Subgroup VIb groups six putative Cu2+‐ATPases from the EDTA–degrading Chelativorans sp, the osmotolerant Pelagibacterium halotolerans, the crude‐oil‐degrading bacterium Chelatococcus sp CO‐6 and the seawater halotolerant Hoeflea sp. IMCC 20628 together with the characterized archaeal CopB from the hyperthermophilic Archaeoglobus fulgidus known to transport Cu2+ (Mana‐Capelli, Mandal, & Argüello, 2003). Interestingly, their closest homologs, by means of BLAST comparisons, retrieved ATPases from extremophile bacteria with thiosulfate oxidation capabilities as well as methanogenic and osmotolerant Archaea. Both clusters contain Cu+‐ATPases with poly His at the N‐terminal as well as the invariant CPH at TMH6 (Table 2).

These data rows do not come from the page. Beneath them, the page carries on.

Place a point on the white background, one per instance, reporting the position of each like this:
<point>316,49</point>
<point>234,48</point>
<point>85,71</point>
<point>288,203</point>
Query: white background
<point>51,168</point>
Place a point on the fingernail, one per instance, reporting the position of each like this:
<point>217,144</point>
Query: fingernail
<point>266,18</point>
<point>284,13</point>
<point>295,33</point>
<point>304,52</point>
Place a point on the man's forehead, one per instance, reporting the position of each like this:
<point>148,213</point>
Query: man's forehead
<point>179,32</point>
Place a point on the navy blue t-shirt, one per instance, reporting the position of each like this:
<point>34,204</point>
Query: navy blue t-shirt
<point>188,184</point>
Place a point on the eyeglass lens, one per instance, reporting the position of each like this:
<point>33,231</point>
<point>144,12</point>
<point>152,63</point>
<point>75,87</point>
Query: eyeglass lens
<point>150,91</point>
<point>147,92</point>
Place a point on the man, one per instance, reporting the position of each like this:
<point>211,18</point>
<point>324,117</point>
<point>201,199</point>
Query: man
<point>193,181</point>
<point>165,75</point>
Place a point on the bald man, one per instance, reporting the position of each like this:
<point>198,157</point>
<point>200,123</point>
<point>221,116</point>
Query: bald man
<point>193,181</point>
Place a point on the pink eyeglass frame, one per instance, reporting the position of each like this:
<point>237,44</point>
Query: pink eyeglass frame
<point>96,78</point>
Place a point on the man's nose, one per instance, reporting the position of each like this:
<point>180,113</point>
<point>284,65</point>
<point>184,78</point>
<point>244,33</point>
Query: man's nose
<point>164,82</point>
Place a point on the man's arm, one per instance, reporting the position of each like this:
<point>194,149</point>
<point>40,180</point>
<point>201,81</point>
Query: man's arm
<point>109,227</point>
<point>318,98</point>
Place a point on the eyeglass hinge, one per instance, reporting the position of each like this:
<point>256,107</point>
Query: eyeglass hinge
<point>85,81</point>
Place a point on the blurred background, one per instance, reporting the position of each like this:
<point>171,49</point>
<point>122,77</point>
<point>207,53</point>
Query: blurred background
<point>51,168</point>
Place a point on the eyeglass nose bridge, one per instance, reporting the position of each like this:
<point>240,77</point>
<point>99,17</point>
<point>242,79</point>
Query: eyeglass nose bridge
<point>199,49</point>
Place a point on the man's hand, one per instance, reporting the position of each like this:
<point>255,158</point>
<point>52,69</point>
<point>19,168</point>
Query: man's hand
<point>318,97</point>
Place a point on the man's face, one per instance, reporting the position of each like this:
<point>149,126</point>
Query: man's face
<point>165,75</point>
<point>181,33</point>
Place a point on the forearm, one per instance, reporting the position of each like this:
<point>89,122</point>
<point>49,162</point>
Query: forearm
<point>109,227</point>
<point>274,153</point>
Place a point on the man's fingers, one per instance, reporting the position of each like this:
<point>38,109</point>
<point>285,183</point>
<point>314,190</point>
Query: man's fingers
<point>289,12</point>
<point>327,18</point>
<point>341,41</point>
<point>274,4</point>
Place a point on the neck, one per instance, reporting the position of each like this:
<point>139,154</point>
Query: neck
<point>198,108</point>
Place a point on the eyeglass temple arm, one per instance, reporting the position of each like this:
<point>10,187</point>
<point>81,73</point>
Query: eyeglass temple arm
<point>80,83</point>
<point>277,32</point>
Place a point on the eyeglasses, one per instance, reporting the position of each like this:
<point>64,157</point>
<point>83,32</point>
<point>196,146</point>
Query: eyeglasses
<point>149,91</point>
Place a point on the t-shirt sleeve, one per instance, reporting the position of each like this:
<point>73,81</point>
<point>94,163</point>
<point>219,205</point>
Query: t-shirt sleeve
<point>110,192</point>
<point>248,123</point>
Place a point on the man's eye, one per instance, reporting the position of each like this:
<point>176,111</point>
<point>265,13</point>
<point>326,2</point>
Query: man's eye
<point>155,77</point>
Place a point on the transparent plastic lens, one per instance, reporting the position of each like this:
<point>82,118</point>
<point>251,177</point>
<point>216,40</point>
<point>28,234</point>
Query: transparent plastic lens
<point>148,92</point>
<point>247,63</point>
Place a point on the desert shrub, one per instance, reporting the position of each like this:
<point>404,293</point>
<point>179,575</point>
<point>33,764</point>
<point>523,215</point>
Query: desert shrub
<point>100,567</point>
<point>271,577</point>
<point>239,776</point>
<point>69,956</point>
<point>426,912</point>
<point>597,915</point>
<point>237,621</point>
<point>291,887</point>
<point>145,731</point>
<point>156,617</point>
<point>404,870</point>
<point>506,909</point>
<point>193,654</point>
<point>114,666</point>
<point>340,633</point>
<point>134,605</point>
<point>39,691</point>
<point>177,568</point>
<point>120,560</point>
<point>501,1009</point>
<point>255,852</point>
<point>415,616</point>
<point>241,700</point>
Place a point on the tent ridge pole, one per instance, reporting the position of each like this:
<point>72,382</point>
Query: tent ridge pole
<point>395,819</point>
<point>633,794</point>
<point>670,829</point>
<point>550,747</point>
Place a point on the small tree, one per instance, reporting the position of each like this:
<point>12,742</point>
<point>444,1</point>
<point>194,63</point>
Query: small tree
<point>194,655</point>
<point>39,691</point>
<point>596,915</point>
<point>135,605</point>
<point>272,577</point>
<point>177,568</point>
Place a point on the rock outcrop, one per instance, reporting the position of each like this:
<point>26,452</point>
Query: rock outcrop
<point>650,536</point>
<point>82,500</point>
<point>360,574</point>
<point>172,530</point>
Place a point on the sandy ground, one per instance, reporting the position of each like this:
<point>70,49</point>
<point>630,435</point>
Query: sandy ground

The third subtype, VIc, includes three atypical rhizobial Cu‐ATPases from Xanthobacter autotrophicus, Nitrobacter hamburgensis, and Bradyrhizobium sp, which present few histidines at the N‐terminal, contain a novel CPD motif instead of the invariant CPH motif in TM6 and are at least 80 kb longer than Cu‐ATPases from clusters VIa and VIb. This subtype was named P1B‐3a (Table 2 and Table S5 Cu‐ATPase subtypes).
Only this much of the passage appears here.